Earlier this month, Daryl Frese wrote to me with an interesting story about a snake that kept coming for a visit.
We live near San Antonio, Texas. We have water gardens and fish ponds and have had garter snakes for the last few years that would show up at feeding time for the fish. We have always had fun watching them eat and learning their different personalities. This year, we have one that seemed a little bit more comfortable binging around us. After a few weeks of it coming closer and closer to us, my wife decided to put some food in her hand and see what would happen, and sure enough it came up and took the food out of her hand.
Is it OK to keep feeding her this way? We have started digging up earthworms and letting her (him) have a treat. She shows up about every three days, comes over to my wife and begs for dinner.
I wrote back to say that I couldn’t see any harm in it. While conventional wisdom is that feeding wild animals is a bad idea, I suspect that’s because there are real dangers for both animal and people alike when certain species get acclimated. An animal that becomes used to human contact can be dangerous if it’s a predator, but more generally is less able to fend for itself. I don’t think a wild snake’s ability to survive is going to be impeded by being hand-fed by humans every now and then.
Things got more interesting when Daryl sent along a couple of photos of said snake begging for food (note the finger the snake is chewing on in the second photo).
Because that’s a Red-striped Ribbon Snake, Thamnophis proximus orarius, one of six subspecies of Western Ribbon Snake, and that snake is doing what I don’t normally expect ribbon snakes to do. As I’ve written before, ribbon snakes are not necessarily the tamest snakes out there. They’re certainly active and inquisitive, but normally nervous. Of course, as I went on to say in that article, I had my own experience with a calm Northern Ribbon Snake (Thamnophis sauritus septentrionalis) and her babies, which challenged my expectations of how ribbon snakes behaved.
A wild ribbon snake that is so accustomed to the presence of people that it can take food from a person’s hands also challenges those expectations. (The fact that the snake is, in the second photo, biting the hand that feeds it does not matter: I’ve seen plenty of bites like that from tame, but ravenous, snakes in my care. A nervous wild ribbon snake would be more likely to thrash and musk than to try to eat your finger.)

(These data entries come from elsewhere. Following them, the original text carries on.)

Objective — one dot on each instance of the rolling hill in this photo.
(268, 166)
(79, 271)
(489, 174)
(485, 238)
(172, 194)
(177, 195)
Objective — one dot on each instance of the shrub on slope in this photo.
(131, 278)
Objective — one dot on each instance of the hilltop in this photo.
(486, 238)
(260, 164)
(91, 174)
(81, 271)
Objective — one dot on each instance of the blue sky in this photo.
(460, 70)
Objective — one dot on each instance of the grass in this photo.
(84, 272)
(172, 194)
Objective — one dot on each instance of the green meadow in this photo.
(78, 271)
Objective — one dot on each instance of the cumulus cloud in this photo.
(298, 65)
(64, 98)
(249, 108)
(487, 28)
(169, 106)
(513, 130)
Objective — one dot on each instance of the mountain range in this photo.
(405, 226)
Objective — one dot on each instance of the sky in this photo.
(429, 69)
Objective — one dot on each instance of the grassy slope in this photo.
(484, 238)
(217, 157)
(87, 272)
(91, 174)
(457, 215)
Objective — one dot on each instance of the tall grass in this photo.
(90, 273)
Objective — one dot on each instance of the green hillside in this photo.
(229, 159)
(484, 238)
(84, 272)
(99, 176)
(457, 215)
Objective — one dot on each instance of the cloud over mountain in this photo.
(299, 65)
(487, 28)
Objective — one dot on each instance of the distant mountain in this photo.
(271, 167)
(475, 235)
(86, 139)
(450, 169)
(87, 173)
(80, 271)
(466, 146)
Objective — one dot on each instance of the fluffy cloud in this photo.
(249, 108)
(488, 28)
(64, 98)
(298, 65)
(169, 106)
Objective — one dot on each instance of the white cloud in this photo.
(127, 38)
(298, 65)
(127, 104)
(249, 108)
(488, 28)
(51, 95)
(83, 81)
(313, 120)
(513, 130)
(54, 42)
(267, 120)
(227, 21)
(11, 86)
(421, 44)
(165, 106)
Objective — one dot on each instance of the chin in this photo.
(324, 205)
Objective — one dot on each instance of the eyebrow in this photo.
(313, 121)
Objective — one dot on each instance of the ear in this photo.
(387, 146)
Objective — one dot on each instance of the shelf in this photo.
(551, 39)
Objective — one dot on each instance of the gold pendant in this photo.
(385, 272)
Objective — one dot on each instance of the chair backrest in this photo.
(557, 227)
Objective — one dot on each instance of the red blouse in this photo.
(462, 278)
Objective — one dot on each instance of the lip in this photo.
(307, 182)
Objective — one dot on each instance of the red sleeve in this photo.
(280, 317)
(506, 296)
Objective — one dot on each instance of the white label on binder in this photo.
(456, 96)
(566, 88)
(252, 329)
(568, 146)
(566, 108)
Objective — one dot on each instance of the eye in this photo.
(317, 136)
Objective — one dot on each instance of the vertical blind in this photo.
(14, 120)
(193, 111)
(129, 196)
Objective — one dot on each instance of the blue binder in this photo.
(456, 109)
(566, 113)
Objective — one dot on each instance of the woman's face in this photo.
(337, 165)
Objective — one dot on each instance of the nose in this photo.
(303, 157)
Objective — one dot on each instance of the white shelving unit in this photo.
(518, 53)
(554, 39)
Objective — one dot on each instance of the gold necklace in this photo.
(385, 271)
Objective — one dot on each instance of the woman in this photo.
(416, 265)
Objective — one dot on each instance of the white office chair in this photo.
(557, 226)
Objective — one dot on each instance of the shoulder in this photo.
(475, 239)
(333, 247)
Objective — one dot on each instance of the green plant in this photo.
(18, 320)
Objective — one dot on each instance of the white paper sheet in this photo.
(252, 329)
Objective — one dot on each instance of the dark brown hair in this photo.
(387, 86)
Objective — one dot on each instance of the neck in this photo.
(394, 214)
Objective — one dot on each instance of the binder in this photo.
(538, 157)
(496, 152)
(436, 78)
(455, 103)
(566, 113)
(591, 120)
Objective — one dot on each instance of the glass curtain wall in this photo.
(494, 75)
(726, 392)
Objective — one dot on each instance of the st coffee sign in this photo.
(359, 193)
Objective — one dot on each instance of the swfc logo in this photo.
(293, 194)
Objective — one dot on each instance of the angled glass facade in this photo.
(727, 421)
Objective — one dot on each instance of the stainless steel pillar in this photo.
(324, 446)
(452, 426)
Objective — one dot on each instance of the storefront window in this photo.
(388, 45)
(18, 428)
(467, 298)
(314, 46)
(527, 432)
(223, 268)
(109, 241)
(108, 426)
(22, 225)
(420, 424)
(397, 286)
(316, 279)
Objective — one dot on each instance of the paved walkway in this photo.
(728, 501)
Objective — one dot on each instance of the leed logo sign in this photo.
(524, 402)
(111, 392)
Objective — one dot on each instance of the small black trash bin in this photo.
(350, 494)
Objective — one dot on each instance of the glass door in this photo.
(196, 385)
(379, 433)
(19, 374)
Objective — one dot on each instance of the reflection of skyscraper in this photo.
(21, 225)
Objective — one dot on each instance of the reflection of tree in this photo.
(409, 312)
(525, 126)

The other thing that surprised me was that the snake was being fed earthworms, which I didn’t think ribbon snakes ate; I thought they specialized in amphibians and fish. So I checked my books. Alan Tennant mentions foraging for earthworms on land in his listing for Red-striped Ribbon Snakes in his field guides,1 but he’s the only one. In an article published in the Texas Journal of Science in 1954,2 M. J. Fouquette, Jr., found that in Texas, amphibians made up 82 percent of the Western Ribbon Snake’s diet; neither Ernst and Ernst (2003) nor Rossman, Ford and Seigel (1996), who cite Fouquette’s article, mention earthworms as part of a ribbon snake’s diet. Nor, for that matter, do Rossi and Rossi (2005) or Werler and Dixon (2000). Ribbon snakes are widely seen as snakes with narrow prey preferences.3
But, as my late friend Mike Rankin would say, snakes don’t read books. Which makes Daryl’s backyard encounter with this Red-striped Ribbon Snake very interesting indeed, on several levels.
- In Tennant (1998), p. 78, and Tennant and Bartlett (2000), p. 122.
- Here is the reference, though I have not seen it: Fouquette, M. J., Jr. (1954). Food competition among four sympatric species of garter snakes, genus Thamnophis. Texas J. Sci 6:172-189.
- With regard to Eastern Ribbon Snakes, Thamnophis sauritus, Rossman, Ford and Seigel (1996) report that earthworms were refused in one study; Rossi and Rossi (2005) say that earthworms “are not thought to be taken by most populations of this snake” (p. 389).
Ernst, Carl H. and Evelyn M. Ernst. 2003. Snakes of the United States and Canada. Washington and London: Smithsonian Books.
Rossi, John V. and Roxanne Rossi. 2005. Snakes of the United States and Canada: Natural History and Care in Captivity. Malabar FL: Krieger.
Rossman, Douglas A., Neil B. Ford and Richard A. Seigel. 1996. The Garter Snakes: Evolution and Ecology. Norman and London: University of Oklahoma Press.
Tennant, Alan 1998. A Field Guide to Texas Snakes, 2nd. ed. Houston: Gulf.
——— and R. D. Bartlett. 2000. Snakes of North America: Eastern and Central Regions. Houston: Gulf.
Werler, John E. and James R. Dixon. 2000. Texas Snakes: Identification, Distribution, and Natural History. Austin: University of Texas Press.